Partners, the dominant force in health care in Massachusetts, must now decide whether to try to move forward with the acquisitions — against the threat of legal action by new Attorney General Maura Healey. Instead, Partners should take the hint from Healey’s court filing. The organization should establish a clear record of cost containment before expanding its market share.

The prestige of Partners’ two flagship hospitals — Massachusetts General and Brigham and Women’s — has allowed the organization to drive hard bargains with insurers, and has resulted in upward pressure on overall health care spending. Under last year’s agreement, the health care giant secured then-attorney general Martha Coakley’s acquiescence on its proposed expansion, and in exchange agreed to hard caps on its ability to raise prices and restrictions on how it negotiates with insurers.


Coakley’s team believed they’d used the proposed South Shore acquisition as a bargaining chip to obtain broader controls in how Partners conducted itself across the marketplace. Partners officials insisted they meant to be leaders in a national move toward better coordinated, more cost-effective care. The Globe editorial page argued that the deal was an improvement over the status quo.

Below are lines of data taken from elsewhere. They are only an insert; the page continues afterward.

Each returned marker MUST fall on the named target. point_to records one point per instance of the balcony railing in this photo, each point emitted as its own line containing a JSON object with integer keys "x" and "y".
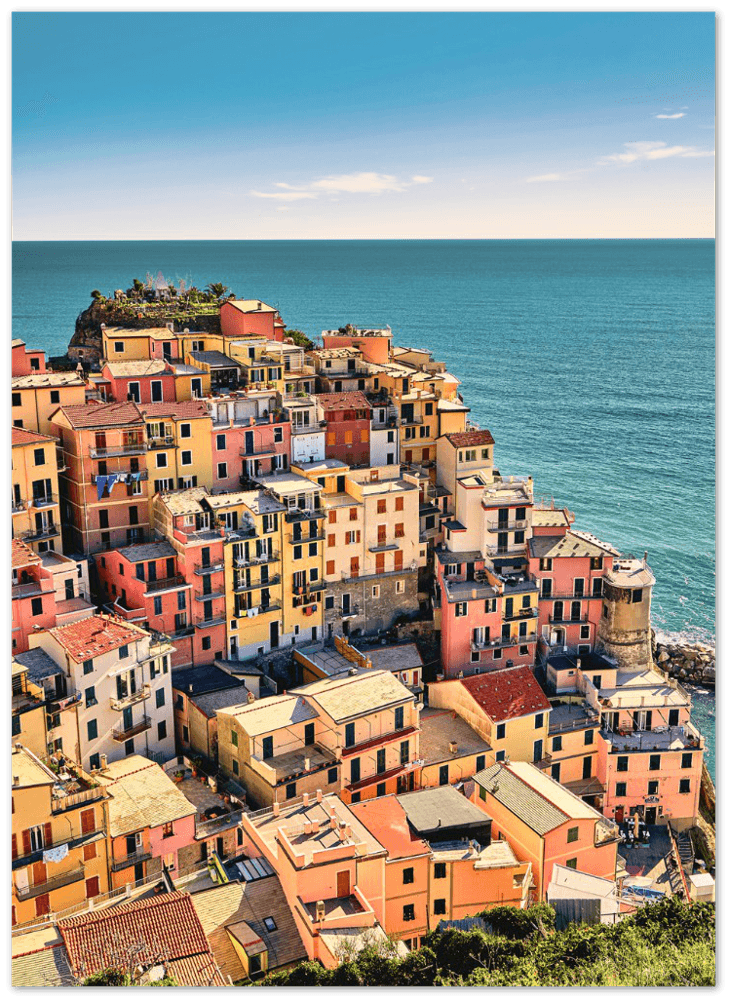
{"x": 76, "y": 874}
{"x": 130, "y": 859}
{"x": 119, "y": 704}
{"x": 120, "y": 734}
{"x": 135, "y": 448}
{"x": 166, "y": 583}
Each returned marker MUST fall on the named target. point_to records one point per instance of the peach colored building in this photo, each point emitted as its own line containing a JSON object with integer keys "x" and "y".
{"x": 545, "y": 823}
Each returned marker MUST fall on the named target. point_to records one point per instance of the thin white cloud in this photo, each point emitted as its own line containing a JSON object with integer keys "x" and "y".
{"x": 653, "y": 151}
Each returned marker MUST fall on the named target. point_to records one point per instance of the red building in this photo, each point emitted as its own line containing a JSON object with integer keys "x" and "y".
{"x": 347, "y": 415}
{"x": 141, "y": 381}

As the months wore on, though, apprehension over the agreement grew in the state’s health care community. Competing health providers complained that the agreement would lock in Partners’ relatively higher prices as a permanent condition in the market. An organization of economists questioned the effectiveness of an antitrust remedy that would require constant monitoring of Partners’ conduct. A coming change in leadership at Partners — CEO Gary Gottlieb plans to depart this summer — and the election of a new attorney general underscored concerns that, over time, maintaining the terms of the deal would stop being a priority for either party to it.


In breaking with Coakley, her former boss, Healey changed the terms of the debate. Responding to Sanders’ request for her opinion, Healey said she would take legal action to block the South Shore transaction should the judge reject the agreement.

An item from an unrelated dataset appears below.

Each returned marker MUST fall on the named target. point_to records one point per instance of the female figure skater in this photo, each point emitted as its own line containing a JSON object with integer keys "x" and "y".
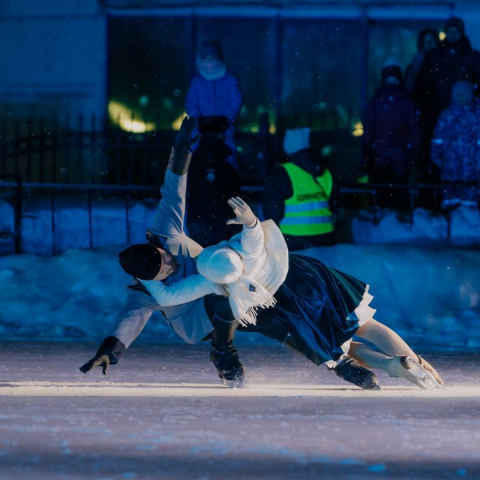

The judge was faced with two options: to either rubber-stamp a complicated agreement with wide repercussions for health care in Massachusetts, or to reject it based upon her own gut sense that the agreement wouldn’t adequately protect the public interest. Fortunately, Healey’s opinion moved the case back into more familiar legal territory — namely, antitrust law — and presents the court system with a rather more straightforward question: Would the South Shore acquisition give Partners too much power in the market, or not? An antitrust suit by Healey’s office may not succeed. But the very possibility of opposition from the state should prompt Partners to rethink its plans.